LAHORE, Sept 10: The government expects to get the first tranche of $500 million of $1.3 billion Asian Development Bank (ADB) loan before the end of this month as the hitch of a clearance by the IMF has finally been removed.

A senior official in the federal finance ministry, who did not want to identify himself, claimed while talking to Dawn from Islamabad on Wednesday that the International Monetary Fund had “issued” the Letter of Comfort (LoC) to pave the way for the release of the ADB programme loan to Pakistan.

The loan, part of the financial sector reforms programme, will be used by the government to support its budget.

The tranche will also help the government slightly shore up its dwindling stocks of foreign exchange reserves, which have already dropped below $9 billion on the back of rising oil, food and other import payments from a record high of $16.4 billion in October last year.

The current account gap too expanded to above eight per cent of the gross domestic product (GDP) to above $20 billion during the last fiscal as trade deficit rose to over $14 billion. The current account deficit had grown 24 per cent to more than $1 billion in July this year from same period last fiscal.

The government direly needs foreign capital inflows in the form of multilateral and bilateral loans, aid, grants, foreign direct investment and private transfers in order to improve its forex reserves.

The official said the government also planned to float sovereign bonds in the international financial markets to raise funds. But he did not give any idea of the size of the loan the government intended to raise from the global financial markets.

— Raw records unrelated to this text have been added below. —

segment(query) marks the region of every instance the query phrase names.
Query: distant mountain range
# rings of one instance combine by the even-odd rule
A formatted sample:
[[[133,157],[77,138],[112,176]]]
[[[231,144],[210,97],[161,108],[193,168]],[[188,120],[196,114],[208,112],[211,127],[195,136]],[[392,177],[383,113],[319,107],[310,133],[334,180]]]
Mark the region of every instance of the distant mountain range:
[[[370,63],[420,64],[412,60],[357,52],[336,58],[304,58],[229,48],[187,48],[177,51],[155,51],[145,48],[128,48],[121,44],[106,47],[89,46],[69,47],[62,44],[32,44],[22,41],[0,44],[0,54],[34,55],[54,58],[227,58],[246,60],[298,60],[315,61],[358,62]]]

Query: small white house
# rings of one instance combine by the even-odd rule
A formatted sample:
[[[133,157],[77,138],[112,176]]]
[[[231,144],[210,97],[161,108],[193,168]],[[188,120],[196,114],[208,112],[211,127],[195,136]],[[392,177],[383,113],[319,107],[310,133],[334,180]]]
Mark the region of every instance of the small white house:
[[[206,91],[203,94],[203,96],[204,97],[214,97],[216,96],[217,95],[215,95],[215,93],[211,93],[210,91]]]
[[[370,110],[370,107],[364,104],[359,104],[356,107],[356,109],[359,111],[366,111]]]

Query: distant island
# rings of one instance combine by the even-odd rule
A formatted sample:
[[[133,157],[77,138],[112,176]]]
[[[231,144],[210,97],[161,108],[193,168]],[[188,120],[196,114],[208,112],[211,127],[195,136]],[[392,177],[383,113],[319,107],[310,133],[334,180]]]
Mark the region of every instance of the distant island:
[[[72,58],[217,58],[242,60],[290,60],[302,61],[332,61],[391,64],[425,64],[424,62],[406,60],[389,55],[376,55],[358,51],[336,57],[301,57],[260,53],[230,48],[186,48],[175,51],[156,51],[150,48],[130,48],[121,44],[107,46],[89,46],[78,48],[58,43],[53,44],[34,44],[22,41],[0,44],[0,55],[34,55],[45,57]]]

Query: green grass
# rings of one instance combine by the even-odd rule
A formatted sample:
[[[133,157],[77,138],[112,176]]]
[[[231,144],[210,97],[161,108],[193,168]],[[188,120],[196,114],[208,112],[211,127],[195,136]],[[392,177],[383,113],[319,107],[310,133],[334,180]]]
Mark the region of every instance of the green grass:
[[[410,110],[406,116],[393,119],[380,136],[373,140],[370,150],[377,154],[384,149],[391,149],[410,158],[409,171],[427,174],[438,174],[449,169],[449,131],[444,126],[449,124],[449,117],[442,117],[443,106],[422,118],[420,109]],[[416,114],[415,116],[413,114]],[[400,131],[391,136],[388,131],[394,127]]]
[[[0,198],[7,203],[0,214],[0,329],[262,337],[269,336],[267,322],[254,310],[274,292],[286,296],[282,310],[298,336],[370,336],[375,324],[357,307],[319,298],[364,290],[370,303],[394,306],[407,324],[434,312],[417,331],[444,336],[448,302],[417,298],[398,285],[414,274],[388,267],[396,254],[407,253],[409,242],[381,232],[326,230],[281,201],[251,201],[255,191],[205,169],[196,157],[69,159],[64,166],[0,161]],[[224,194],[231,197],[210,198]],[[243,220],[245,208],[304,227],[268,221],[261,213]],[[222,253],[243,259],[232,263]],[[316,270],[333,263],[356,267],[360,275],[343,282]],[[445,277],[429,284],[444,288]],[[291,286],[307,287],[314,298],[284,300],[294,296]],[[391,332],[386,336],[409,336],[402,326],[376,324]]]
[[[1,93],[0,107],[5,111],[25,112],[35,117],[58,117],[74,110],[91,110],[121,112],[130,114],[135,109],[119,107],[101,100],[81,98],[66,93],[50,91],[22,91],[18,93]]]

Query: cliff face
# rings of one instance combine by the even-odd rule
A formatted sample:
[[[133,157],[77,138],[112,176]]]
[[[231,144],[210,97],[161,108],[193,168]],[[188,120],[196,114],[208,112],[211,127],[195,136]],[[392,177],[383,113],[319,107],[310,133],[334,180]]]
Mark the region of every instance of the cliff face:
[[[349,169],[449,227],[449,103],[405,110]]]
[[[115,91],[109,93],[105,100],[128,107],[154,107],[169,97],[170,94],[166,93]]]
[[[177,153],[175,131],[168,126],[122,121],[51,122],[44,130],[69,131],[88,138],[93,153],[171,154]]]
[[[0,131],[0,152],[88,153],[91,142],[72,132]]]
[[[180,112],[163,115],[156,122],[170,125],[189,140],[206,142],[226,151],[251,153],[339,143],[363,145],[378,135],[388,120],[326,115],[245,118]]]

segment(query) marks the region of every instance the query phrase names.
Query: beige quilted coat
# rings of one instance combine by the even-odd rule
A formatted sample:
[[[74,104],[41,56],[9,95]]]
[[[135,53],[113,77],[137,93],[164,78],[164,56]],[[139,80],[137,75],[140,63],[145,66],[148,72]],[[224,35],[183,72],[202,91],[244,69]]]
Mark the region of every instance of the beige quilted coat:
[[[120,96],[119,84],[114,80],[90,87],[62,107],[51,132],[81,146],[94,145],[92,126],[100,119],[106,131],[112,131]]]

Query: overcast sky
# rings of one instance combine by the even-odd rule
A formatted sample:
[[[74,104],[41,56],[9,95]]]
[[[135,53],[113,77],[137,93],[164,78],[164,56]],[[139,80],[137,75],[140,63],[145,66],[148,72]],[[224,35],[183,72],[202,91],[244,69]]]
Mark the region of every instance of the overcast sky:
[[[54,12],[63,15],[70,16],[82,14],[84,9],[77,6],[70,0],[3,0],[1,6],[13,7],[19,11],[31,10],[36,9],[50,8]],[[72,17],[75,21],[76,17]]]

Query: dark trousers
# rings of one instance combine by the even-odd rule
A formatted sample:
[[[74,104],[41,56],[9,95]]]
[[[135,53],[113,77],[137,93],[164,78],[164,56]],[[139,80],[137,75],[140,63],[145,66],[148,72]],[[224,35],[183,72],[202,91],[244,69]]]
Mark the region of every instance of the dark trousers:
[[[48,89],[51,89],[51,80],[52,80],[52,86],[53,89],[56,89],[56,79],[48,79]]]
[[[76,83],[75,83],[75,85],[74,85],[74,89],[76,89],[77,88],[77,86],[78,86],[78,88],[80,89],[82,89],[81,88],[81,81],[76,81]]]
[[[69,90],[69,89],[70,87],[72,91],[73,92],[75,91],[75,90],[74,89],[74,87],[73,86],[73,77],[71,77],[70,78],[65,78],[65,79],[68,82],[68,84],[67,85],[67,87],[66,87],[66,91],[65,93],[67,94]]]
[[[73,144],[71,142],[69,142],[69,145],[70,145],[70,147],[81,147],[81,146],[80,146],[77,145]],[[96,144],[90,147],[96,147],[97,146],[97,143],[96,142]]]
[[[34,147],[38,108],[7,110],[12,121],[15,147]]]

“No one can give the idea of the size of the funds we are going to rake up from the global financial markets. It will be known only when we enter the market. We don’t yet know what would be the response of the international investors to our offer,” the official said.

He said the bonds would be floated at an “appropriate time” in order to keep down the spread on the sovereign paper. “That’s why I cannot tell you the exact date or month when the bond would be floated,” he said in answer to a question.

He said Islamabad had asked the Saudi government to extend it the oil on deferred payment for next two to three years to ease the pressure on its resources.

Pakistan buys 110,000 barrels of oil per day from Saudi Arabia and the extension of the facility would automatically help it’s the government plug bleeding of meagre foreign exchange reserves.

He, however, expressed his ignorance about the negotiations with Riyadh for an economic package for Pakistan to bail it out of the current economic crisis. “I’m not aware of any such development,” he said when he was told that the finance minister was reported to have stated that the Saudi government was putting together such a programme for Pakistan.